2014/04/17
17 Apr, 2014

Demystifying WSO2 ESB Pass-Through Transport - Part I

  • Kasun Indrasiri
  • Director - Integration Technologies - WSO2

Applies to

WSO2 ESB 4.8.x

Table of contents

Introduction

This series of articles will provide an in depth analysis of WSO2 ESB’s Pass-Through Transport architecture for any advanced user
who is interested in learning about Pass-Through Transport in detail.

The main objective of Part 1 of the article is to cover all the required fundamentals related to the architecture and the implementation of
Pass-Through Transport.

Why non-blocking IO

A typical server application, such as a web server, needs to process thousands of request concurrently. Therefore, the
modern web server needs to meet the following requirements.

  • Handling of thousands of connections simultaneously (significant number of connections may be in idle state as well)
  • Handling high latency connections
  • Request/response handling needs to be decoupled
  • Minimize latency, maximize throughput and avoiding unnecessary CPU cycles

Hence, to cater to such requirements, there can be several possibilities in the server application architecture.

  • Having a pool of sockets for each client, and periodically polling them: This is the most straightforward approach;
    however, it is more or less impractical without non-blocking sockets. This is extremely inefficient and never
    scales with the increasing number of connections.
  • Thread per socket: This is the conventional approach and was initially used in some applications and this is the only practical
    solution with blocking sockets. Having thread per each client connection has several drawbacks, such as a large amount of
    overhead with the thread scheduling. Another flaw in this approach is that as the number of connections/client increases,
    we need to increase the number of threads as well. Therefore, this too hardly scales.
  • Readiness selection: It is the ability to choose a socket that will not block when read or
    written. This is a very efficient way of handling thousands of concurrent clients and scales well.

The readiness selection approach was originally presented as an object behavioral pattern by Schmidt [1]
under ‘Reactor: An Object Behavioral Pattern for Demultiplexing and Dispatching Handles for Synchronous Events’ paper. Therefore, in
order to understand the readiness selection better, we need to take a closer look at the Reactor pattern.

Reactor pattern

The reactor design pattern was introduced as a general architecture to implement event-driven systems.

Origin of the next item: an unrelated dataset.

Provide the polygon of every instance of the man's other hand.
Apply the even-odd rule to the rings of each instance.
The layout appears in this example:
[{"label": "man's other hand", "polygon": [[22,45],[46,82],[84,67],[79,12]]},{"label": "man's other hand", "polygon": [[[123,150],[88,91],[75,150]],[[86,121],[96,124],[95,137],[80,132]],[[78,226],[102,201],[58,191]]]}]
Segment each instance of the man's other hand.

In order to solve our
original problem of implementing a server application that can handle thousands of simultaneous client connections, Reactor
pattern provides a way in which we can listen to the events (incoming connections/requests) with a synchronous demultiplexing
strategy, so that when an incoming event occurs, it is dispatched to a service provider (handler) that can handle this event.

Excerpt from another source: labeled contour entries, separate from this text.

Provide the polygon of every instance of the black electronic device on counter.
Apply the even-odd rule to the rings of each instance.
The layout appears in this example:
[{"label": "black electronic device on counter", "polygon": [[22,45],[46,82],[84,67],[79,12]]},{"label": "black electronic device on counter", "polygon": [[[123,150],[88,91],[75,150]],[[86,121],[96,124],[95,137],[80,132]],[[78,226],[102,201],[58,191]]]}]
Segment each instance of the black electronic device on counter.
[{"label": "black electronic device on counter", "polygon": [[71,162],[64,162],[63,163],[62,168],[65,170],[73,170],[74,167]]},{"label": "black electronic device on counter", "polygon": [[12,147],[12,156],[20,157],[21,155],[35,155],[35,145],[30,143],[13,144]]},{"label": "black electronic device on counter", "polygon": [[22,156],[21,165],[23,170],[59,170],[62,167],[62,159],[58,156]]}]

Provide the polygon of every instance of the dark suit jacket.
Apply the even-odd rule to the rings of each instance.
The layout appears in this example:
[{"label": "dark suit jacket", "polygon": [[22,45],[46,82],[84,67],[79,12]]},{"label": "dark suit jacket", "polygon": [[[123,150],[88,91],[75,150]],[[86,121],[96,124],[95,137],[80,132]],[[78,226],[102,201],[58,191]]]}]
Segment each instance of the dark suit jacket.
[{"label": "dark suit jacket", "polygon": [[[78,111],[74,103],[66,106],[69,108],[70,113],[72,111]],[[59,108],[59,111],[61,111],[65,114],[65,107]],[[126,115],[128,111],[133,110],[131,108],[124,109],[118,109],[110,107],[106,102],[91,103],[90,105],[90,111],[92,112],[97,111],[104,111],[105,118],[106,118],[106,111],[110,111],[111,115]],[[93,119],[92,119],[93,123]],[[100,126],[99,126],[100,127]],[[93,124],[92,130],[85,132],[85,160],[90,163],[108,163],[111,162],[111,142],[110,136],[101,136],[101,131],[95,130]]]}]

Let's have a detailed look at each key participants in Reactor pattern, which are depicted in the following class diagram.

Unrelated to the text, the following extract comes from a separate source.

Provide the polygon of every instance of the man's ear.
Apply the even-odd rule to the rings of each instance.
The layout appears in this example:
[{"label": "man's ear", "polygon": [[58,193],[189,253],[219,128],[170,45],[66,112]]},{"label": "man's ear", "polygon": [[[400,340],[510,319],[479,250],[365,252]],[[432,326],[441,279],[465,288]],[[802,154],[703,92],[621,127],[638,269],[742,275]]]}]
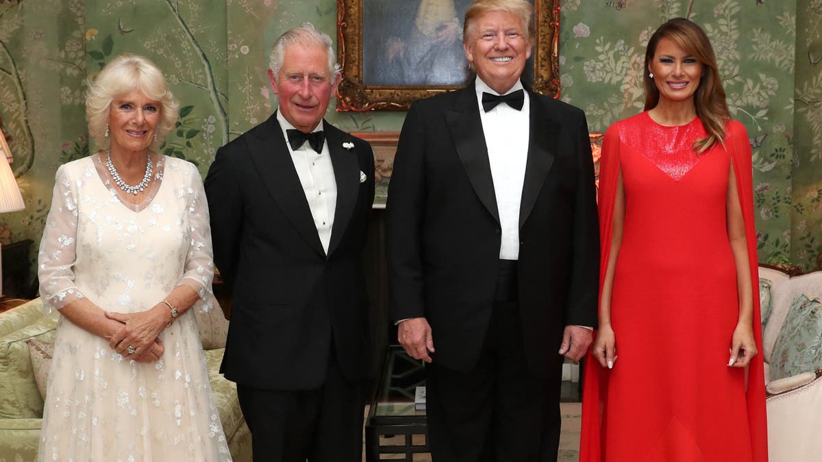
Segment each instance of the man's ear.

In the reactor pattern, the initiation dispatcher is the most crucial component. Often this is also known as the ‘Reactor’. For each
type of service that the server application offers, it introduces a separate event handler that can process that particular
event type. All these event handlers are registered with the initiation dispatcher. Initiation dispatcher uses a demultiplexer
that can listen to all the incoming events and notify the initiation dispatcher accordingly. The demultiplexer uses ‘handles’ to
identify the events that occur on a given resource, such as network connection. Handles are often used to identify OS managed resources,
such as network connections, open files, etc.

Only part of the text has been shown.